In this most recent study, led by Makoto Tachibana from Kyoto University, we analysed mice in which an enzyme called Jmjd1a, which is involved in epigenetic regulation, had been inactivated.
This epigenetic regulation involves packing and, in this case, unpacking of DNA. DNA is a long string that can be wrapped around special proteins, so-called histones, like on a spool.
Wrapping of the DNA around histones leaves these areas of the DNA inactive, whereas unpacking can activate it.
Surprisingly, loss of Jmjd1a resulted in a skewing of the sex ratio at birth towards females. Analysis showed that these mice displayed XY sex reversal, thus developing as females.
Further investigation revealed that normally Jmjd1a unwraps the DNA very specifically in the Sry region, allowing the production of Sry protein and therefore the differentiation of a testis and the male phenotype.
Loss of this enzyme leaves the Sry region tightly packed so no Sry protein is made and the gonadal precursor develops into an ovary, hence resulting in XY sex reversal.

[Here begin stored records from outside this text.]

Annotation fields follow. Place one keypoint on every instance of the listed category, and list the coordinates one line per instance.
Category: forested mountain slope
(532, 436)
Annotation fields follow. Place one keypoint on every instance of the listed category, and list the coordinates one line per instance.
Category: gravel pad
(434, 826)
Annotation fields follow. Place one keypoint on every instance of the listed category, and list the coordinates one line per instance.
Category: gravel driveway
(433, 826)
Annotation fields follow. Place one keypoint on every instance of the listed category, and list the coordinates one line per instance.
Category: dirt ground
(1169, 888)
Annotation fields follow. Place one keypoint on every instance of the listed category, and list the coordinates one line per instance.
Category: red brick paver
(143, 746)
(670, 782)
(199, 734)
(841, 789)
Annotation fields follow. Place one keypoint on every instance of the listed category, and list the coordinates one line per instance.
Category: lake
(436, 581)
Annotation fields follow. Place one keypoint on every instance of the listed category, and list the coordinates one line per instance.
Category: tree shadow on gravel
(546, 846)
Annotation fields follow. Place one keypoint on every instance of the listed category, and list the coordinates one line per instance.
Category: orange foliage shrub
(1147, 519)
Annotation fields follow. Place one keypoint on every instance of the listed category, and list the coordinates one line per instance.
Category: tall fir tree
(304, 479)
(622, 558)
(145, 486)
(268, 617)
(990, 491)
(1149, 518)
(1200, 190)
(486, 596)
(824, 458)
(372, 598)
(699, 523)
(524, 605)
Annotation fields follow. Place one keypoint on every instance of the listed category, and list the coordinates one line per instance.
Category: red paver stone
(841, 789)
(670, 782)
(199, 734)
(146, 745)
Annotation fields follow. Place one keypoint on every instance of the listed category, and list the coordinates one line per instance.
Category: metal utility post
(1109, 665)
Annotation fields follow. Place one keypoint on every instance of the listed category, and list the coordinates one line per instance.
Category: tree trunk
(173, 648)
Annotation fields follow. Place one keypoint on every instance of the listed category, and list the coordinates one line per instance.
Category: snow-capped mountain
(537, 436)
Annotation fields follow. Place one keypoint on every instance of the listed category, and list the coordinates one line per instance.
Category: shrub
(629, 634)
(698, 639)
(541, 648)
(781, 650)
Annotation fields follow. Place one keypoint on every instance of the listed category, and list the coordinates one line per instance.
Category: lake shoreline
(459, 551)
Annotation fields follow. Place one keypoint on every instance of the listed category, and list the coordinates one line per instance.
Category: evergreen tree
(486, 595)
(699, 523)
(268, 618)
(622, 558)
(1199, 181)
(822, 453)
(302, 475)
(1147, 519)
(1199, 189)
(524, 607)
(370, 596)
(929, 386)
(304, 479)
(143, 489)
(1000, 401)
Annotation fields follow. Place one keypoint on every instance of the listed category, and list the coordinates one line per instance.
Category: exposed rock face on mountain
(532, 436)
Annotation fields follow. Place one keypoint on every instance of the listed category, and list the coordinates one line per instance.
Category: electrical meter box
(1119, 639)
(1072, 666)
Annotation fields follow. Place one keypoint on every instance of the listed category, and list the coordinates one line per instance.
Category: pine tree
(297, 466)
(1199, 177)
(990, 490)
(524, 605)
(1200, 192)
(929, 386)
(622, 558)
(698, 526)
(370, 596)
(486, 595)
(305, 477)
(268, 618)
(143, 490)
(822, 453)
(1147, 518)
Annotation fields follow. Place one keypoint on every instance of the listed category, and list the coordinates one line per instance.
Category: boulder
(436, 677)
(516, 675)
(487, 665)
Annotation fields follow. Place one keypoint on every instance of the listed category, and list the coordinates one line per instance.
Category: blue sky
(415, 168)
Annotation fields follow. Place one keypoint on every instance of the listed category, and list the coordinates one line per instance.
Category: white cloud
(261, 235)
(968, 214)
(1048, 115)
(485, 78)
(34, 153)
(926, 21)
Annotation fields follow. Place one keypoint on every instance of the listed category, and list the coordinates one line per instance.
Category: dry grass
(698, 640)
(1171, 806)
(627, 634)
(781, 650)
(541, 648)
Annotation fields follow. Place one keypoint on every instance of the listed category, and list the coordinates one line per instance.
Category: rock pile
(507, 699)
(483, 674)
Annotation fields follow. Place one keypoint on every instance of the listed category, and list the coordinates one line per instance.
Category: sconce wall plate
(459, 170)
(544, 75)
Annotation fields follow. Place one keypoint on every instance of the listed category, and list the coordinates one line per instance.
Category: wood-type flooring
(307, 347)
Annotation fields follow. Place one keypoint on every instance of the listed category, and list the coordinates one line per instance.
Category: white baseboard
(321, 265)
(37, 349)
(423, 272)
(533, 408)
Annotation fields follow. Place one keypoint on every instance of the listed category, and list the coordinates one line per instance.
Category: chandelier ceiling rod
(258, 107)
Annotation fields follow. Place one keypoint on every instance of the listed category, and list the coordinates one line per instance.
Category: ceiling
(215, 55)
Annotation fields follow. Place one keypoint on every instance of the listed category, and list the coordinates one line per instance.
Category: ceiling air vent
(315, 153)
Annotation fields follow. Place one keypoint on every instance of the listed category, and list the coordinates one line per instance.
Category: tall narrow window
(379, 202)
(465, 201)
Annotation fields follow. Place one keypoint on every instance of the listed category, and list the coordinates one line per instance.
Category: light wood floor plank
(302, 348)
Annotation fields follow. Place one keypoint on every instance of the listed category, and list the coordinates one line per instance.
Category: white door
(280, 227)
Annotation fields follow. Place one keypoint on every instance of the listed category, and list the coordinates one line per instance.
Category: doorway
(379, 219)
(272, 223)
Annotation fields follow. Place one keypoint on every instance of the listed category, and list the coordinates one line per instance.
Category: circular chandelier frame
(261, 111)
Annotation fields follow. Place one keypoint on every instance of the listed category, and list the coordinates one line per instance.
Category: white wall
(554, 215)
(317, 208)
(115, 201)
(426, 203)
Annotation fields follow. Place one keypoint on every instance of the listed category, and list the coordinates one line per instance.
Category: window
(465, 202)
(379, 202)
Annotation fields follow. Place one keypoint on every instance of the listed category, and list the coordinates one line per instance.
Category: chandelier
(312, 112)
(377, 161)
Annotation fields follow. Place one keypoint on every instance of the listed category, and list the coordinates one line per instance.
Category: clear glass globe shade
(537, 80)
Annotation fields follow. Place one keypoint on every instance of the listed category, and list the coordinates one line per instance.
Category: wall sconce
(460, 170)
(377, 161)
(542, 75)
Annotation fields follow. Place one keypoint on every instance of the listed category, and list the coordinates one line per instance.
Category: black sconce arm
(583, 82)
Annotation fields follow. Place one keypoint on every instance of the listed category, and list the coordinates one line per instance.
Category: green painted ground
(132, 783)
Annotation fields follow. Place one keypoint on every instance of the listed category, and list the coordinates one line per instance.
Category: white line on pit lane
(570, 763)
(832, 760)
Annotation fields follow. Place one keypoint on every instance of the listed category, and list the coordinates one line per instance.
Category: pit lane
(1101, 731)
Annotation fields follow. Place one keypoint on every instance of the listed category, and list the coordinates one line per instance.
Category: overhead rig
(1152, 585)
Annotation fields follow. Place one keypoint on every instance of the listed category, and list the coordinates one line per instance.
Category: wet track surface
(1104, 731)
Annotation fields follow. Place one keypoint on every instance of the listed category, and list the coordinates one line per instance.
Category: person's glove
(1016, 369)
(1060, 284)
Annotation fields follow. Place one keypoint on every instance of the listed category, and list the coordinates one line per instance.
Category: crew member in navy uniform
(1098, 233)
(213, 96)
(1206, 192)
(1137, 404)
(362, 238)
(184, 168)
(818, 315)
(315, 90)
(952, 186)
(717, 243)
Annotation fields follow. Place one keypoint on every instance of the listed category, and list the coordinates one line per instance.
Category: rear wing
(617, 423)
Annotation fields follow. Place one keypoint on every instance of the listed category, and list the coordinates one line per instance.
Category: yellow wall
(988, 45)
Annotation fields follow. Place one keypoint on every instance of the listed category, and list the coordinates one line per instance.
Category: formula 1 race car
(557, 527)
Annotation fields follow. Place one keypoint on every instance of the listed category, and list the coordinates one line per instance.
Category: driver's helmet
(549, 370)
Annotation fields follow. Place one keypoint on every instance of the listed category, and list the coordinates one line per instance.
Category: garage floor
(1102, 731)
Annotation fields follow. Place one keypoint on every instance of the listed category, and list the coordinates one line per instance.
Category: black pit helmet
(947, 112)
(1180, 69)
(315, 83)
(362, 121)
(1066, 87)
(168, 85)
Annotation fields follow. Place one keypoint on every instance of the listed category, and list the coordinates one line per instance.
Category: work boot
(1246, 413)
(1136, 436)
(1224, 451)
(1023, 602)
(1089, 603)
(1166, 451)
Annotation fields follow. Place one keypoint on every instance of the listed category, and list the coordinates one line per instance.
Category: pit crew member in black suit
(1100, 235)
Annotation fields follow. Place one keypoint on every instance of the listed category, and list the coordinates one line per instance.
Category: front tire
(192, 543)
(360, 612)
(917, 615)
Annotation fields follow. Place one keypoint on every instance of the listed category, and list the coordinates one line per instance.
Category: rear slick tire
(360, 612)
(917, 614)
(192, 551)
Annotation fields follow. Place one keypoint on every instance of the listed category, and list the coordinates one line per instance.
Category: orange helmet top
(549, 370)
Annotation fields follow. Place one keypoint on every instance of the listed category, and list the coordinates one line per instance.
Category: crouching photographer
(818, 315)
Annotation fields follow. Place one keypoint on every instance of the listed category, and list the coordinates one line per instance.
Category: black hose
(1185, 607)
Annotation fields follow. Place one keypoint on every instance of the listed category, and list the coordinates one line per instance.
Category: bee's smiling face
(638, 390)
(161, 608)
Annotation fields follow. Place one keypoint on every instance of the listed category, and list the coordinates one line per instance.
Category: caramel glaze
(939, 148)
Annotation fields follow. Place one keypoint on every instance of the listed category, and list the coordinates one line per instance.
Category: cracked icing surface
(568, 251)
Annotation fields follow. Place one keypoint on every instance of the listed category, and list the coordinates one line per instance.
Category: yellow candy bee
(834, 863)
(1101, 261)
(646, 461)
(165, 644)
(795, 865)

While this mechanism has been only shown in mouse to date, it is highly likely that the same regulation for Sry is happening in humans.
Up to 80% of DSD patients are lacking an accurate diagnosis even after sequencing the known candidate genes, demonstrating that key genes or regulatory mechanisms are still unknown.
The identification and analysis of this new, epigenetic regulation of sex determination will help with accurate diagnosis of at least some of these patients, which will allow for improved clinical management of DSDs and its complications including risks of infertility and the occurrence of gonadal tumours.